Waxcap mushrooms and Earthtongues continued to appear both in the meadows and croquet lawn throughout the early part of the month, in what has been the best season I can recall for them.

The early wintry feel to the weather this November was compounded by the earliest significant snowfall which began in the early evening of the 13th. By morning we had an already melting, but over 2 inches deep, snow cover. 

Most of it melted within 24 hours, but gradually we spotted a significant amount of damage to trees and shrubs which with leaves still on, little wind and heavy wet snow suffered multiple snapped limbs.

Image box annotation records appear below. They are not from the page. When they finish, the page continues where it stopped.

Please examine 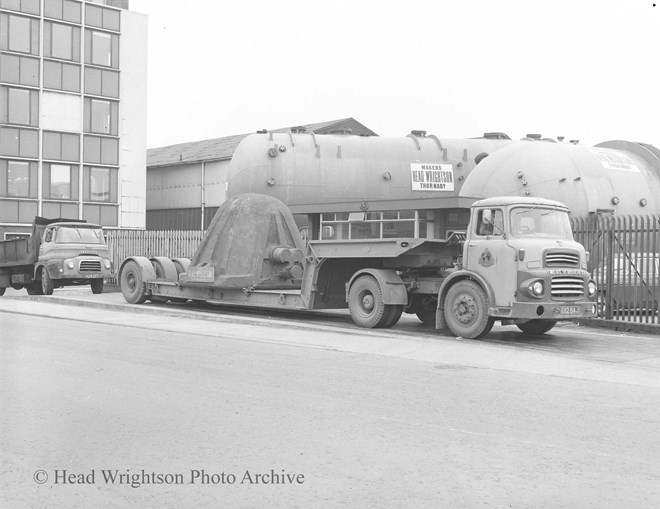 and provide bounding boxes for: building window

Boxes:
[0,53,39,87]
[44,60,80,92]
[43,163,79,200]
[83,136,119,166]
[85,5,119,32]
[83,166,117,203]
[0,159,37,198]
[84,97,119,135]
[0,0,40,15]
[0,127,39,159]
[44,21,80,62]
[85,67,119,97]
[85,30,119,69]
[44,0,81,23]
[0,87,39,127]
[0,13,39,55]
[43,131,80,161]
[7,161,30,198]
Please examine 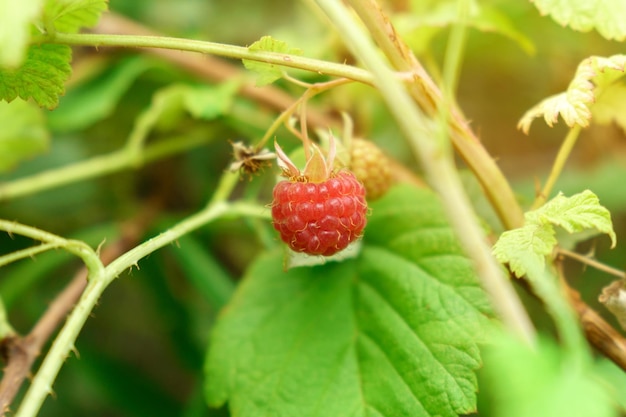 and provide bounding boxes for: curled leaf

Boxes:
[532,0,626,41]
[517,55,626,134]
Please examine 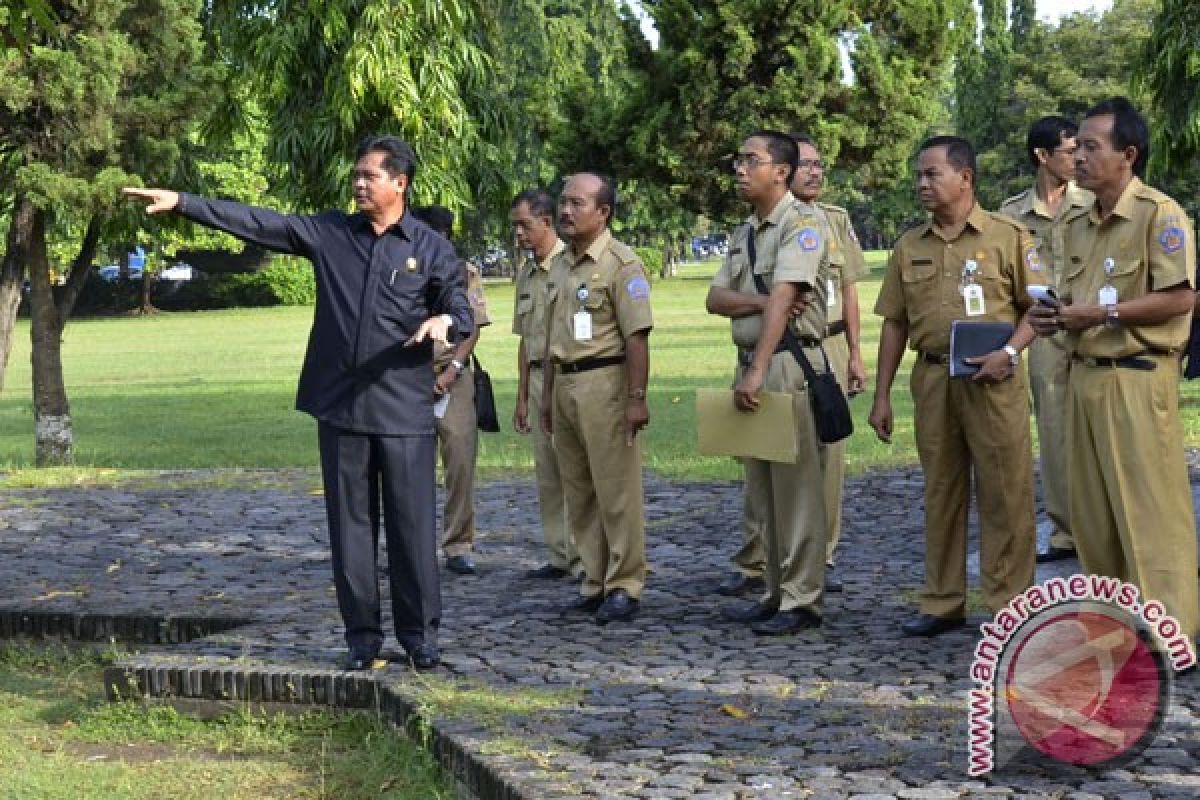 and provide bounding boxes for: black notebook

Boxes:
[950,319,1014,378]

The temperatures gradually rose again to give a milder feel towards the end of the month, but this was associated with a return to very grey gloomy days, and a return to rain on most days.

Without any Cyclamen coum or more snowdrops to enliven the scene, our spirits were raised with physical exercise – either bike rides in those fleeting drier interludes, or more often a return to ditching.

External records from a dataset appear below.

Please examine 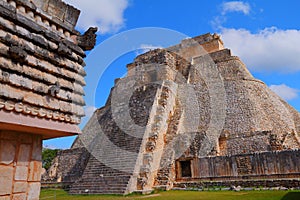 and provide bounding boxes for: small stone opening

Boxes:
[179,160,192,178]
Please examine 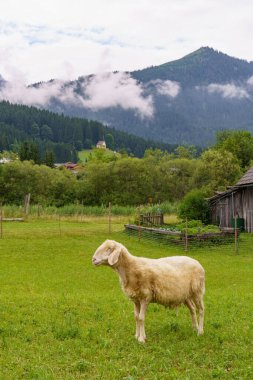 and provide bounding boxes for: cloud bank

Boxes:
[0,73,154,118]
[149,79,181,98]
[82,72,154,118]
[207,83,250,99]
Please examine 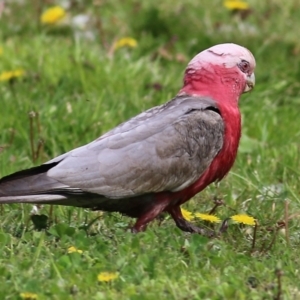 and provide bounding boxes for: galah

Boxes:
[0,44,255,234]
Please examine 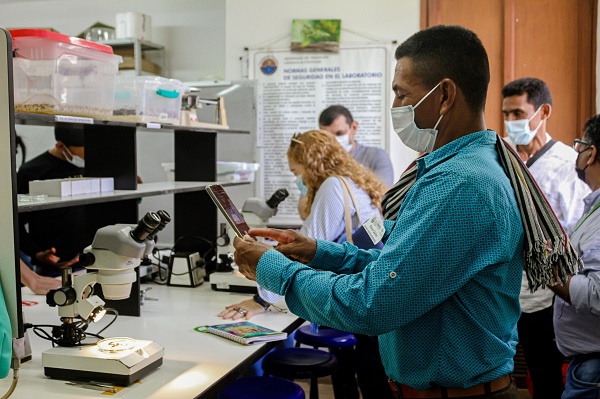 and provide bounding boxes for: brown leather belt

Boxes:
[389,374,511,399]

It’s now four years since we had a major session clearing all the ditches in our lower wet meadows, and the meadows here still look so much better than they were when we began our rush clearance back in 2013, but inevitably ditches gradually silt up.

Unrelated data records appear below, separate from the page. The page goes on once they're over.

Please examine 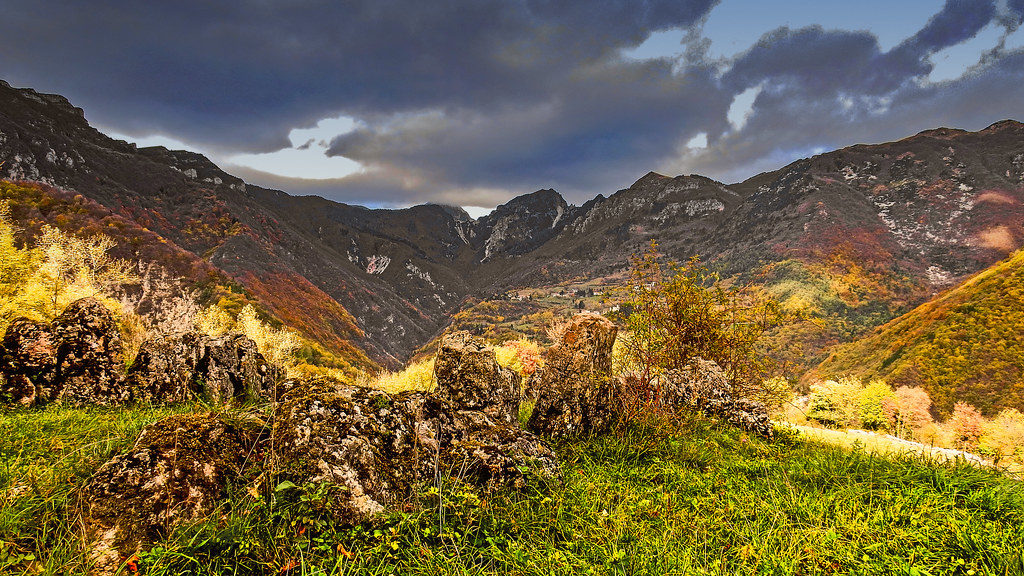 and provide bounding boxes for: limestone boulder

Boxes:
[273,381,419,524]
[527,313,618,438]
[0,298,128,404]
[126,333,204,403]
[77,414,258,574]
[0,318,57,406]
[196,333,283,402]
[434,331,522,422]
[126,332,283,404]
[397,393,561,488]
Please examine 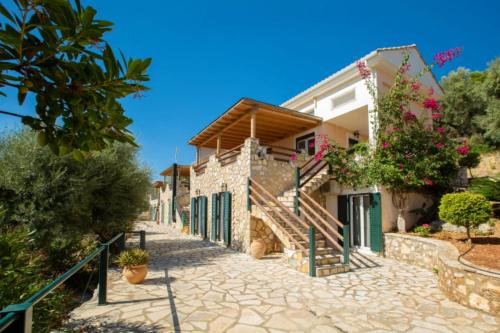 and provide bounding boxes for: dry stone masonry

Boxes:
[385,233,500,315]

In fact the upper body exercise of a session of ditch clearing seems a perfect complement to the lower limb work out of some hill climbing on the bikes.

Even as we headed towards December and finally allowed the sheep back into the upper hay meadow to aftermath graze, just before the snow fell, there were still more waxcaps appearing. In particular a colony of more than a hundred Hygrocybe coccinea (probably) on the middle section of the South facing slope where the top soil was scraped away just after we acquired the property to fill in a zigzag track across this field.

Just after the snow had melted, I had a short session adding extra insulation around and beneath the 2 surviving bee hives. This is how they looked after I’d finished.

With my minimal interventionist approach, and no honey removal or feeding of these 2 colonies, it’ll be interesting to see whether they survive the winter. I also came the closest I’ve come to being stung all year (though wasn’t) when a bee from the butter churn hive, exited from the hive onto the flight board, paused, took off, and immediately decided to buzz and chase me for twenty yards or so.This in spite of a temperature of just 5 degrees C and a modest Northerly wind on a grey day. There’s clearly an active population here still, though sometimes bees will apparently become more aggressive if the queen has died. if this is the case at this time of the year, the colony has no chance of surviving the winter. time will tell.

November finished with a couple of dry and sunny days and a return to slight frosts. The rainfall total for the whole month was once again the heaviest of the year at 248.6 mm, and light levels recorded by the PV confirm it was one of the gloomiest Novembers I’ve recorded here, though somewhat lighter than the very dim 2015, which only recorded 73.43 KWH. It’s always a relief to see the end of this month!